Difficult economic conditions caused by rising energy prices and other pressing problems such as the Russian invasion of Ukraine are causing us all to review our priorities. This is pushing the ultimate goal of climate change mitigation and adaptation down the agenda.  

Society has hit a junction in the road with some financial institutions questioning their long-term stance on ESG initiatives. It’s an unnerving question, but should we be focusing on short-term economic solutions at the expense of action against climate change?  

Maintaining climate commitments 

Earlier this month the BlackRock Investment Stewardship team was widely reported as backpedalling on firmwide climate commitments, seemingly at odds with their CEO’s open letter and call to arms of just two years ago. Recently, a number of listed company climate transition plans have also been challenged by shareholders at AGMs due to their lack of coherence with the wider corporate strategy.  

Several global financial institutions have been fighting well-publicised public relations battles to retain goodwill with allocators in the US where the local economy is still heavily vested in emissions-intensive sectors.  

Everyone seems to have read about Stuart Kirk’s recent keynote speech, which ultimately led to his suspension. Mr Kirk, Head of Responsible Investment at HSBC Asset Management, asked the controversial question, “who cares if Miami is six meters underwater in 100 years?”  

Without going into a broader discussion, the most obvious answer to the question is probably those people who own homes in Miami and for whom those homes aren’t just a place to live but also a store of value for them and their children.

In the same speech, Mr Kirk made an interesting point: the average term length of loans on HSBC’s books stood at six years, so climate stress tests (which model a bank’s physical and transitional climate risks) that play out in year seven or onwards would be of limited interest. However, just because HSBC’s average loan term is six years it doesn’t mean that their clients and investors are only worried about the future over such a short time period.
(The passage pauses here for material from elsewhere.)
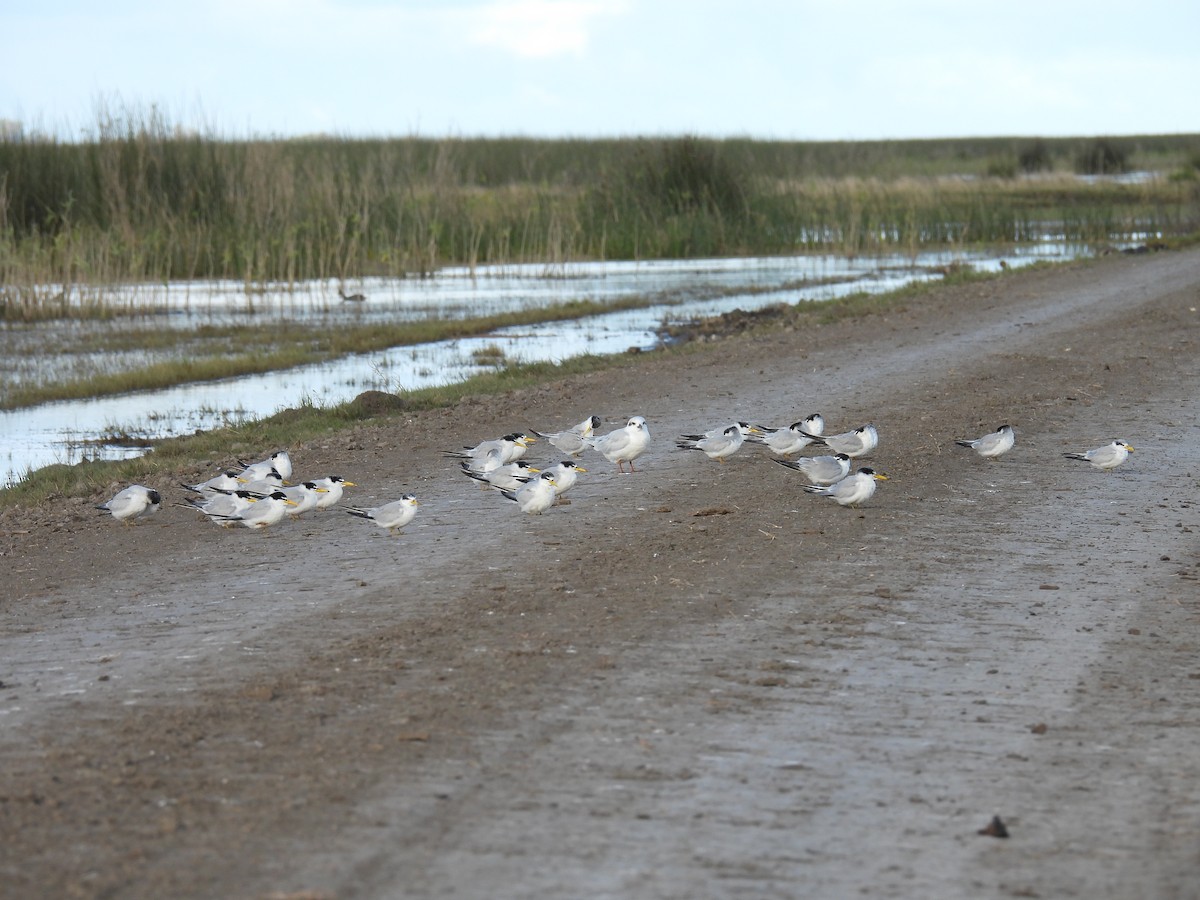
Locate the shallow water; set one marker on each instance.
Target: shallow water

To put that into context, the scientists of the Intergovernmental Panel on Climate model physical climate impact up to 2100, 72 years beyond the HSBC view. 
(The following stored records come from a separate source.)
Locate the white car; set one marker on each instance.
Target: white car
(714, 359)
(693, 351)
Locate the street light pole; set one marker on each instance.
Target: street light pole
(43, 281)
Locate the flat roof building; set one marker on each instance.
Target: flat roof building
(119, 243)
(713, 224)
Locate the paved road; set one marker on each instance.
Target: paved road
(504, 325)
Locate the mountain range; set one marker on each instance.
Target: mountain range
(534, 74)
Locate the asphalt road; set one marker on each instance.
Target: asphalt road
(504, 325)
Although part of Mr Kirk’s argument was that we should focus on adaptation as much as mitigation, we share concerns that comments like these could put the brakes on the positive momentum we have achieved so far to battle climate change.   
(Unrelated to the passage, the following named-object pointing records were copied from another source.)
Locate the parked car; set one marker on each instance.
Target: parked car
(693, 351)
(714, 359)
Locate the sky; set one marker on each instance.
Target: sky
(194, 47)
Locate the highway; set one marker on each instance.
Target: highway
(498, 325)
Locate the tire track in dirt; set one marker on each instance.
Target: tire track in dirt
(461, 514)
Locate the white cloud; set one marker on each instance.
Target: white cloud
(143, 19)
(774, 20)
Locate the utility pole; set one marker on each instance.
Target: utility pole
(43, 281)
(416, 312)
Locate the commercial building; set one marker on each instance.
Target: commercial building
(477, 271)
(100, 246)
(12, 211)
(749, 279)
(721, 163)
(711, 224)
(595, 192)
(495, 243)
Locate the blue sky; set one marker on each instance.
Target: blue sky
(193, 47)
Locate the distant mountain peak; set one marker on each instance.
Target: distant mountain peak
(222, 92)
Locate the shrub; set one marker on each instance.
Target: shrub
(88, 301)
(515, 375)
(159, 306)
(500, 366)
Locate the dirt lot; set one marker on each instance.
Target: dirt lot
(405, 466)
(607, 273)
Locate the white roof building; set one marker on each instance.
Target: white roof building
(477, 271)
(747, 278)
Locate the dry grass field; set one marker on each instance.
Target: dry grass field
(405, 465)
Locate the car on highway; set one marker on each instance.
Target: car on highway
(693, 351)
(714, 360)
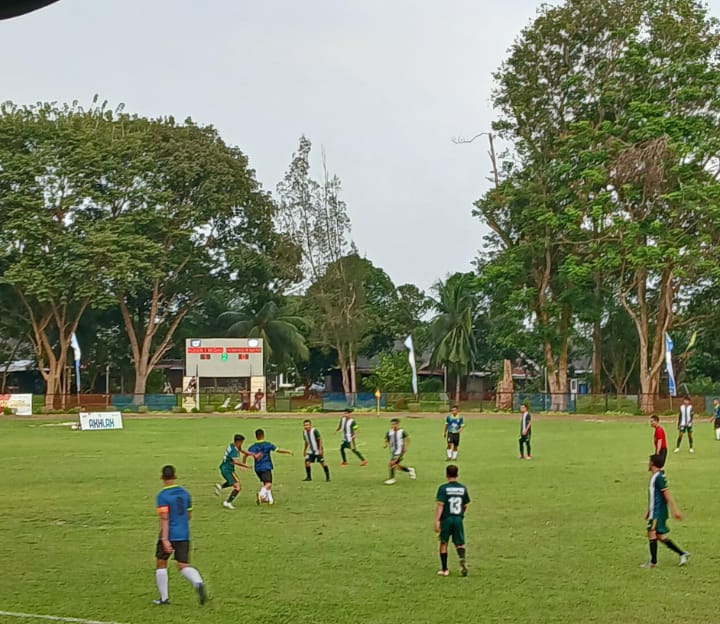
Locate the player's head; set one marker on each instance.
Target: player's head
(168, 473)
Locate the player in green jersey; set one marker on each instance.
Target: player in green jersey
(313, 450)
(451, 502)
(348, 425)
(227, 469)
(659, 500)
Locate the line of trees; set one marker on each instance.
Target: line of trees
(603, 213)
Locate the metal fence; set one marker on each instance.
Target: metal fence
(334, 402)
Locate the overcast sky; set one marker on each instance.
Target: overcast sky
(383, 85)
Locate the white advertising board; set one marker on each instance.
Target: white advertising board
(100, 421)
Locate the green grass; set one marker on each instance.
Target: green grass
(557, 539)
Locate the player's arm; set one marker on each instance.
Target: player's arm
(164, 515)
(439, 506)
(674, 510)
It’s not just financial institutions but also governments that are revisiting their priorities as interest in the green agenda fades. In my last article, I touched on the benefits of promoting biodiversity for farmers. Last year, the UK government announced a post-Brexit scheme that would pay farmers up to £800 million a year to transform agricultural land into nature-rich forests, coastal wetlands, peatlands and wildflower meadows. However, in early June it was reported that the landscape recovery scheme has been slashed to just over £50 million over three years.    

While this U-turn may have been welcomed by those in the farming community who opposed diverting money from food production to the more significant issue of our climate, this is a backwards step.      

Is this sustainable? 

Ultimately, sustainability is still, and always will be, the main goal. It’s all about withstanding change and this has been tested significantly in recent times. The war in Ukraine has thrust energy security into the spotlight. If the world had acted on climate change sooner and deployed renewable energy technology on a grand scale, either when there was first agreement to act at the Rio conference in 1992 or when clean-tech emerged a little later, then it would be in a much more sustainable position – each country would certainly be more energy secure.  

Taking a step back, my view is that we haven’t taken the wrong path yet, we’re just not far enough down the right one. Far from 2022 being the year that unpicked the momentum in ESG integration, we may look back and see 2022 as just a stalling in the concerted efforts to turn the tide for climate change.  

2025 will be a milestone year to decide whether we have travelled down the right path as we’ll know whether the 1.5° Paris agreement target has been met. In the meantime, we look ahead to COP27 in November to assess progress on the Glasgow Climate Pact.  

We may be heading into uncertain economic times and there may be nervous fingers ready to press more triggers to slow down the sustainability momentum. Some of those actions may be necessary evils but let’s at least be honest in calling them what they are and acknowledge that they are likely to hurt in the long term.